Details
Description
Summary:
When simulating a network connectivity loss between replicating servers, if the replication channel uses SSL then MariaDB 10.x does not detect the loss of network connectivity, although 5.5 does. This is regardless of the value of the "slave_net_timeout" variable.
Reproduced using the 10.0.14 GLIBC214 build and 10.0.0 builds, using both GTID (10.0.14) and binlog-based replication (10.0.14/10.0.0). Works as expected on 5.5.40 with binlog-based replication.

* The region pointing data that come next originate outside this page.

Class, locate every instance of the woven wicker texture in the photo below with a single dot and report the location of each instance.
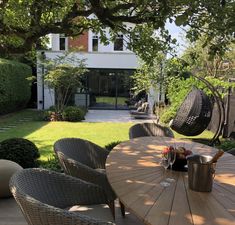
(43, 196)
(149, 129)
(194, 114)
(84, 159)
(232, 151)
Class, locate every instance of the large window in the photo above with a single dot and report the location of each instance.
(62, 42)
(95, 43)
(118, 43)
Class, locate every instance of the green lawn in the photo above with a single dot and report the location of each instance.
(44, 134)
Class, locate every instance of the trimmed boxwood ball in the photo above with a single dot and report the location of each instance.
(21, 151)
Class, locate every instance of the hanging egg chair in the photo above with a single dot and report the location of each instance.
(194, 114)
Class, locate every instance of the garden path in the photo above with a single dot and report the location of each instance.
(113, 116)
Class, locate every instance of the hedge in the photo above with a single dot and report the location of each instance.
(15, 89)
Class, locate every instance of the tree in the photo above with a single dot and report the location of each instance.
(24, 22)
(64, 76)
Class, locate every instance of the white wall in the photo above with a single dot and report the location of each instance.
(103, 60)
(110, 46)
(55, 42)
(45, 96)
(96, 60)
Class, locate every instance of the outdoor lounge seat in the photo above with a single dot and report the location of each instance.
(194, 114)
(50, 198)
(149, 129)
(141, 110)
(231, 151)
(86, 160)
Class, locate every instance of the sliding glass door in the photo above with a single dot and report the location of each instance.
(108, 89)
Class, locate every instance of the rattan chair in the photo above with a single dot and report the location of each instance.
(231, 151)
(149, 129)
(85, 160)
(50, 198)
(194, 114)
(141, 110)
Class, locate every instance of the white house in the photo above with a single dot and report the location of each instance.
(110, 67)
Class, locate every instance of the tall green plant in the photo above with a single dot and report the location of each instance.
(14, 86)
(64, 75)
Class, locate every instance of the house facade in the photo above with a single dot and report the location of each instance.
(107, 84)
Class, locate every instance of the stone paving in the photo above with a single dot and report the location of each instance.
(113, 116)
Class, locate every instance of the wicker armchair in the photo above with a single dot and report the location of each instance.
(149, 129)
(50, 198)
(231, 151)
(194, 114)
(85, 160)
(141, 110)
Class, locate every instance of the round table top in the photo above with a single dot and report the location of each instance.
(134, 172)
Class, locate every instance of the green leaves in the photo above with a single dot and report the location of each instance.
(64, 76)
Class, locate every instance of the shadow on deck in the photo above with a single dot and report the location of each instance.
(10, 214)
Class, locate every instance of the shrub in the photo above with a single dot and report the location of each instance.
(15, 89)
(21, 151)
(73, 114)
(111, 145)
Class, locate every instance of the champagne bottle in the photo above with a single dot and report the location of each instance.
(217, 156)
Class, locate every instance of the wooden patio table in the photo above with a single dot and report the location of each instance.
(134, 172)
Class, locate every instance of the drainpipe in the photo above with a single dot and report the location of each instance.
(43, 71)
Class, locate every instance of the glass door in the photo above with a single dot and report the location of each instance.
(108, 89)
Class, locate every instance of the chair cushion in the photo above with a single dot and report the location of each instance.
(100, 212)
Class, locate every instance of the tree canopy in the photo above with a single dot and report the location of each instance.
(24, 22)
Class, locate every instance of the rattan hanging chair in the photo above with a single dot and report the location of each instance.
(194, 114)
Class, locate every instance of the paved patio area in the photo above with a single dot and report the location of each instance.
(10, 214)
(113, 116)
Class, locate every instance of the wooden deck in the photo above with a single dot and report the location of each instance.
(10, 214)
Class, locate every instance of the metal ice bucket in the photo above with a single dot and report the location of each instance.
(200, 173)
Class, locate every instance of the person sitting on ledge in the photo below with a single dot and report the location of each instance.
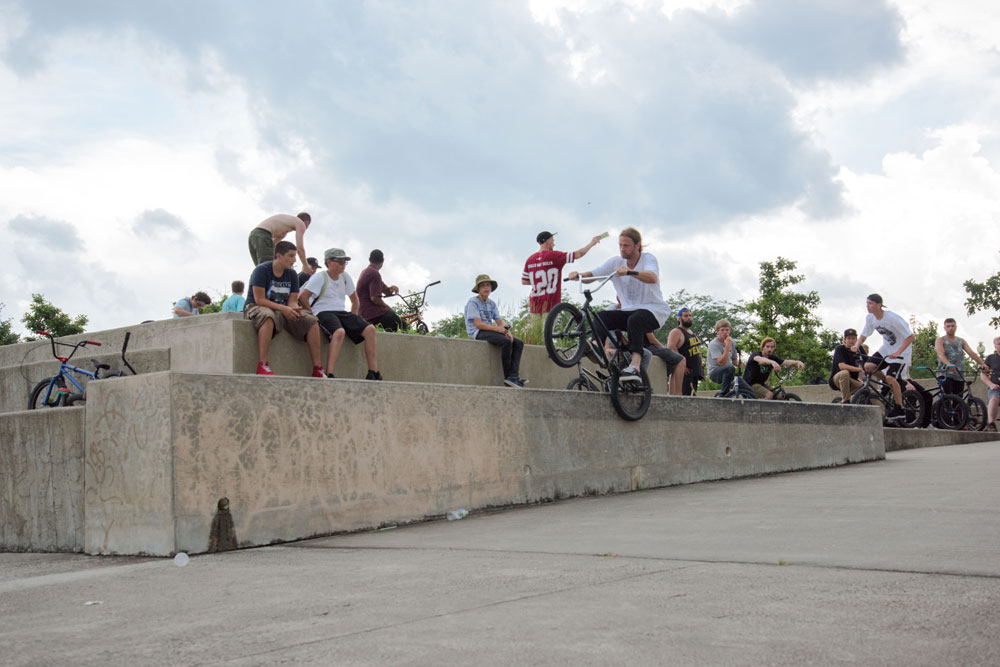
(759, 367)
(483, 322)
(273, 286)
(187, 306)
(324, 295)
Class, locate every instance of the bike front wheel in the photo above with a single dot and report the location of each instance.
(631, 400)
(564, 335)
(977, 414)
(42, 397)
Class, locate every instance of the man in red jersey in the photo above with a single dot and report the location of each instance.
(543, 271)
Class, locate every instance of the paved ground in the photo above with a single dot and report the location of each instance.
(888, 563)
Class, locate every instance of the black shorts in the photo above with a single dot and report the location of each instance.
(891, 369)
(353, 325)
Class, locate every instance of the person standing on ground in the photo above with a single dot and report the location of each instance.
(235, 303)
(483, 322)
(371, 289)
(543, 271)
(683, 340)
(896, 349)
(951, 351)
(846, 367)
(325, 295)
(991, 378)
(265, 236)
(272, 307)
(186, 306)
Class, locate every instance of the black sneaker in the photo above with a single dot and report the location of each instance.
(895, 414)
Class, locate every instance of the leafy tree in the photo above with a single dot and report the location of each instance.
(43, 316)
(7, 335)
(984, 296)
(786, 316)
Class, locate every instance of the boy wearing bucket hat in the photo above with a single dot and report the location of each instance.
(483, 322)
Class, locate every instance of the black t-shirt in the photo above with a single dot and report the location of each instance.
(757, 374)
(993, 361)
(843, 355)
(276, 288)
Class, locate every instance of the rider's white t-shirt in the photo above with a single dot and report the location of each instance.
(893, 330)
(632, 292)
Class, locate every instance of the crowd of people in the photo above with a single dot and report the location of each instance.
(313, 303)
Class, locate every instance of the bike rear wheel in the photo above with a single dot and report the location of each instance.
(950, 412)
(631, 400)
(913, 407)
(564, 332)
(977, 413)
(41, 397)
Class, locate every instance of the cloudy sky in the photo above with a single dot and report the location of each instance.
(142, 141)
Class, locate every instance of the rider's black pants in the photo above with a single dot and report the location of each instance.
(637, 323)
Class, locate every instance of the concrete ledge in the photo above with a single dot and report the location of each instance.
(42, 480)
(897, 439)
(299, 458)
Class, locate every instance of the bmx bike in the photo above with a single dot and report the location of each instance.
(572, 333)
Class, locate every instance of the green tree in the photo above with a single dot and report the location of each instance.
(787, 316)
(7, 335)
(924, 354)
(43, 316)
(984, 296)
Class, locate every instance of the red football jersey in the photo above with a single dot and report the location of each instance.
(543, 271)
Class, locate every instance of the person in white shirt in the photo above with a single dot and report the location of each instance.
(896, 349)
(637, 282)
(324, 294)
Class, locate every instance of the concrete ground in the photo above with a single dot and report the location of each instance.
(888, 563)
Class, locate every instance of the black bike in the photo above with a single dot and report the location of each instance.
(571, 334)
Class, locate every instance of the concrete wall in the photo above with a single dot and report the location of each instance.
(42, 480)
(298, 458)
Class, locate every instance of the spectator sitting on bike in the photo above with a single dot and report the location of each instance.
(951, 351)
(235, 302)
(187, 306)
(895, 349)
(483, 322)
(991, 379)
(371, 289)
(675, 361)
(543, 271)
(272, 307)
(846, 367)
(723, 357)
(637, 282)
(324, 296)
(759, 367)
(684, 341)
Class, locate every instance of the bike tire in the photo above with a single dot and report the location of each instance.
(564, 332)
(631, 401)
(977, 414)
(56, 399)
(913, 406)
(951, 413)
(580, 384)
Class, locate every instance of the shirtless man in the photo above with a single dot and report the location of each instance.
(265, 235)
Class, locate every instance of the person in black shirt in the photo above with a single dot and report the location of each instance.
(759, 368)
(846, 367)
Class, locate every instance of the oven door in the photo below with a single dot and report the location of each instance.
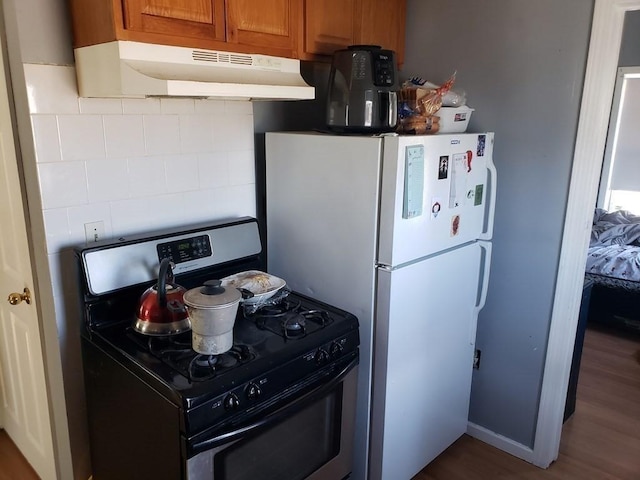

I am testing with the binary .tar.gz MariaDB builds downloaded from the Mariadb servers (archive.mariadb.org).
Steps to reproduce (functional case):
- Set up MariaDB with two 5.5.40 servers in master-slave configuration and ensure replication is working and SSL-encrypted.
- Start generating traffic on the master. Watch the slave status to see the traffic is being replicated successfully.
- Simulate a network failure, e.g. "iptables -I INPUT -s <master_ip> -j DROP" on the slave. This drops all network packets from the master host.
- Wait for slave_net_timeout seconds to pass. The slave will restart as documented, and the slave status will now state that it is attempting to reconnect to the master.
Steps to reproduce (broken case):
- Set up MariaDB with two 10.0.14 servers in master-slave configuration and ensure replication is working and SSL-encrypted.
- Start generating traffic on the master. Watch the slave status to see the traffic is being replicated successfully.
- Simulate a network failure, e.g. "iptables -I INPUT -s <master_ip> -j DROP" on the slave. This drops all network packets from the master host.
- Wait for slave_net_timeout seconds to pass. The slave status will continue to state "waiting for master to send event", even though the log position counters are not advancing. The slave will remain in this state until the slave is stopped and restarted – it will not restart on its own, contrary to documentation. This is a change in behavior from Mariadb 5.5 and appears to be incorrect behavior.